Cromwell appeared before him with eyes cast down and affecting an air of sadness and constraint.
“Sire,” he said, as he approached the king, “yesterday, even yesterday, I was happy—yes, happy in the thought of being permitted to present myself before your majesty; because it seemed to me I might be able to offer some consolation for the anxieties you experience by reminding you that nothing should induce you to pause in your efforts to advance the interests of the kingdom and the state. But to-day, in appearing before you, I know not what to say. This morning Lady Boleyn, being informed that I was to have the happiness of seeing your majesty, sent for me and charged me with the commission of asking your majesty’s permission for her to withdraw from court.”
“What!” exclaimed Henry, rising hastily to his feet, “she wishes to leave me?—she, my only happiness, my only joy? Never!”

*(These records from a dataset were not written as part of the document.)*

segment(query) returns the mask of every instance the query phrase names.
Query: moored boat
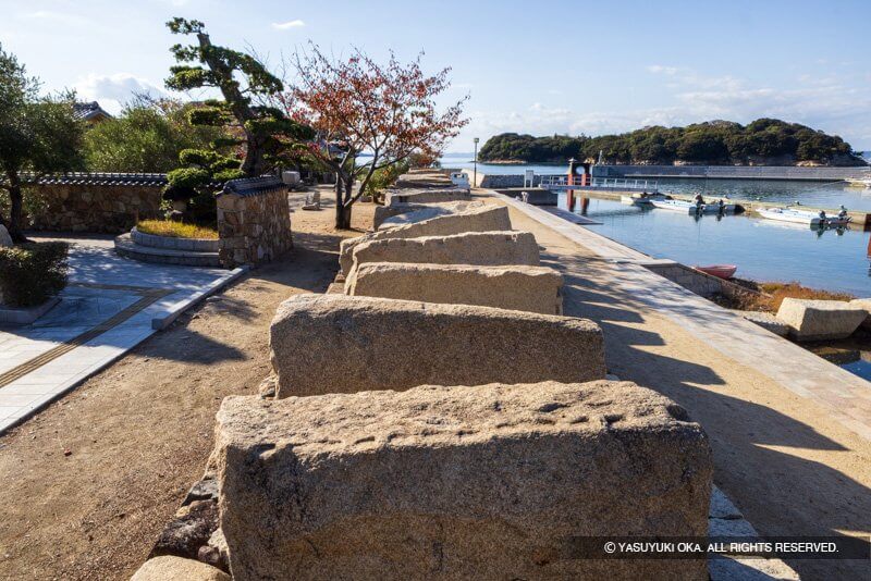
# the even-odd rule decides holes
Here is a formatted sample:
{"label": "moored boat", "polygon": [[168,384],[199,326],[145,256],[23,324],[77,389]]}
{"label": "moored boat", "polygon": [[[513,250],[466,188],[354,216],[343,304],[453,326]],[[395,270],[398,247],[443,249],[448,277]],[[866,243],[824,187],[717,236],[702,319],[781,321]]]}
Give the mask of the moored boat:
{"label": "moored boat", "polygon": [[734,203],[696,203],[695,201],[686,200],[658,200],[652,199],[650,203],[654,208],[662,210],[671,210],[673,212],[680,212],[686,214],[716,214],[716,213],[734,213],[736,205]]}
{"label": "moored boat", "polygon": [[708,267],[695,267],[695,269],[717,279],[728,280],[732,279],[738,267],[736,264],[710,264]]}
{"label": "moored boat", "polygon": [[842,211],[835,215],[829,215],[824,211],[796,210],[795,208],[759,208],[757,212],[768,220],[778,222],[795,222],[797,224],[810,224],[811,226],[844,225],[849,223],[850,217],[842,207]]}
{"label": "moored boat", "polygon": [[695,214],[703,211],[704,205],[696,205],[691,201],[684,200],[650,200],[654,208],[661,210],[671,210],[673,212],[682,212],[685,214]]}
{"label": "moored boat", "polygon": [[871,177],[847,177],[844,180],[848,186],[863,187],[871,189]]}

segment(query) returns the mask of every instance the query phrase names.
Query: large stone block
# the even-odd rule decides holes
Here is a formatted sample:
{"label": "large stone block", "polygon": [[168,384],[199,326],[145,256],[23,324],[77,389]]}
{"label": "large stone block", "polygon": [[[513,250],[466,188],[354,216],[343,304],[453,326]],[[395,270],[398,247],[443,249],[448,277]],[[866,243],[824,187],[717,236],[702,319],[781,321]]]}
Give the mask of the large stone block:
{"label": "large stone block", "polygon": [[432,203],[455,200],[470,200],[471,194],[465,188],[440,187],[430,189],[388,189],[384,193],[384,205],[397,203]]}
{"label": "large stone block", "polygon": [[296,295],[269,330],[277,396],[605,375],[586,319],[344,295]]}
{"label": "large stone block", "polygon": [[585,536],[706,536],[699,424],[627,382],[419,386],[218,412],[233,579],[690,579]]}
{"label": "large stone block", "polygon": [[848,337],[867,317],[859,305],[842,300],[785,298],[777,310],[777,319],[789,325],[797,341]]}
{"label": "large stone block", "polygon": [[394,203],[393,206],[376,206],[372,217],[372,230],[396,227],[430,220],[439,215],[455,214],[487,206],[481,200],[446,201],[439,203]]}
{"label": "large stone block", "polygon": [[538,243],[529,232],[467,232],[453,236],[384,238],[357,245],[354,268],[366,262],[427,262],[482,267],[541,263]]}
{"label": "large stone block", "polygon": [[545,267],[367,262],[345,281],[351,296],[480,305],[562,314],[563,275]]}
{"label": "large stone block", "polygon": [[353,265],[354,247],[369,240],[384,238],[418,238],[420,236],[450,236],[463,232],[496,232],[511,230],[508,209],[504,206],[483,205],[467,208],[464,211],[439,215],[414,224],[396,226],[390,230],[372,232],[365,236],[342,240],[339,264],[342,274],[347,275]]}

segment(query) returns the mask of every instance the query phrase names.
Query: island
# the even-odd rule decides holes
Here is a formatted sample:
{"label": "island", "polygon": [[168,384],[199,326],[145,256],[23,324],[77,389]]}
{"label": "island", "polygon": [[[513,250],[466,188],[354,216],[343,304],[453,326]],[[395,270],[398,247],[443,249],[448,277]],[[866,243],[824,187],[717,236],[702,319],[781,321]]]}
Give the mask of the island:
{"label": "island", "polygon": [[[601,160],[600,160],[601,154]],[[639,165],[866,165],[836,135],[799,123],[758,119],[643,127],[618,135],[494,135],[479,153],[489,163],[563,163],[569,158]]]}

“I have found her,” continued Cromwell, seeming not to remark the painful uneasiness he had aroused in the king’s mind—“I have found her plunged in a state of indescribable grief. She was almost deprived of consciousness; her beautiful eyes were weighed down with tears, her long hair hanging neglected around her shoulders; and her pale, transparent cheek made her resemble a delicate white rose bowed on its slender stem before the violence of the tempest. ‘Go, my dear Cromwell,’ she said to me with a tremulous voice, but sweet as the soft expiring notes of an æolian lyre—‘go, say to my king, to my lord, I ask his permission to retire this day to my father’s country-seat. I know that I am surrounded by enemies, but, while favored by his protection, I have not feared their malice. But now I feel, and cannot doubt it, I shall become their victim, since they have succeeded in prejudicing my sovereign against me to such an extent that he refuses to hear my defence.’”
“What can she be afraid of here?” cried the king. “Who would dare offend her in my palace?”
“Who will be able to defend her if your majesty abandons her?” replied Cromwell in a haughty tone, feigning to forget the humble demeanor he had assumed, and mentally applauding the success of his stratagem. “Has she not given up all for you? Every day she has wounded by her refusals the greatest lords of the realm, who have earnestly sued for her heart and hand; but she has constantly refused to listen to them because of the love she bears for you—always preferring the uncertain hope of one day becoming yours to all the brilliant advantages of the wealthiest suitors she has been urged to accept. But to-day, when her honor is attacked, when you banish her from your presence, she feels she will not have the courage to endure near you such wretchedness, and she asks to be permitted to withdraw from court at once and for ever!”
“For ever?” repeated the king. “Cromwell, has she said that? Have you heard her right? No, Cromwell, you are mistaken! I know her better than you.” And he turned on Cromwell a keen, scrutinizing glance.
But nothing could daunt this audacious man.
“She said all I have told you,” replied the hypocrite, with the coolest assurance, raising his head haughtily. “Would I dare to repeat what I have not heard? And your majesty can imagine that my devotion has alone induced me to become the bearer of so painful a message; for I could not believe, your majesty had ceased to love her.”
“Never!” cried the king. “Never have I for one moment ceased to adore her! But listen, dear Cromwell, and be convinced of how wretched I am! Yesterday I received from Rome the most distressing intelligence. I had written the pope a letter, signed by a great number of lords of my court and bishops of the kingdom, in which they expressed the fears they entertained of one day seeing the flames of civil war break out in this country if I should die without male heirs, as there would be grounds for contesting the right of my daughter Mary to the throne on the score of her legitimacy. But nothing can move him.”